There was a giant parade of people marching from the center of town to the WWII memorial (which we didn't go to, because we weren't sure the kids were up to the walk). Some people wore WWII-era military garb, but most just wore nice clothing.
I'm sure I've always sort of known this on some level, but it struck me living here that my experience of WWII as an American is vastly different than that of people who lived on the European continent. In the US, the end of the war meant that our soldiers could stop fighting and dying (including my great-grandfather, who died in England) and could come home. But in Europe, it meant your country wouldn't be occupied anymore, that you didn't have to be afraid of bombs falling on your house, or that you could return back to your home after fleeing the war. In Eastern Europe, it meant new boundaries being drawn and new national identities being taken up. The end of the war meant so much change for people in this region.

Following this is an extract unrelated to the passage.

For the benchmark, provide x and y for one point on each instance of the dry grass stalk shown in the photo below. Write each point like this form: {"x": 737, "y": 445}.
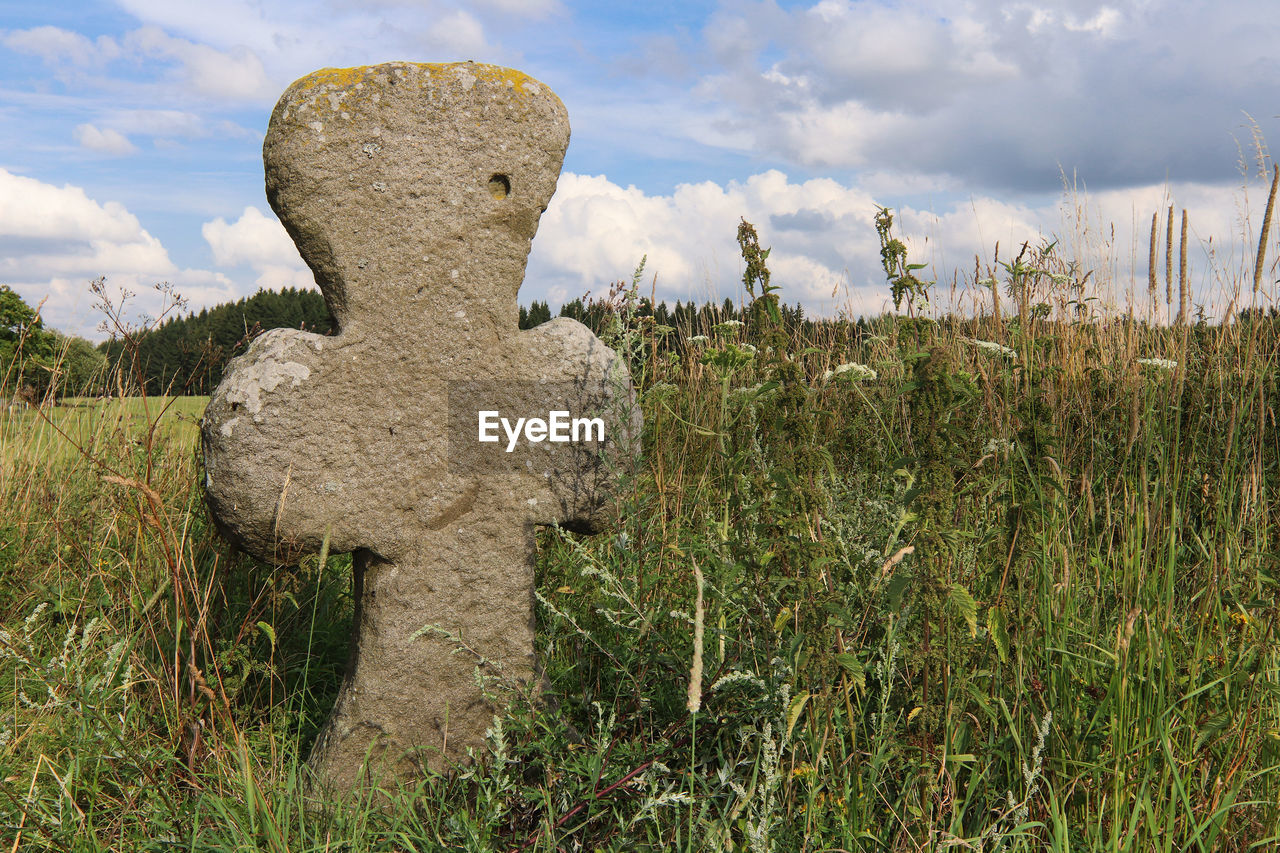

Ok, I am going to restrain myself from writing a long, drawn-out essay on the purpose of commemorating the end of wars, and instead say that it was very interesting and quite moving to be in Moldova for this holiday.
After the parade, we relaxed in the park a little bit and had some ice cream.
Miriam has graduated to being able to have her own ice cream cone (instead of sharing ours) but she doesn't eat it fast enough and it drips all over her fingers or falls off the cone. On this particular day, both happened (and the latter made her cry the saddest toddler tears).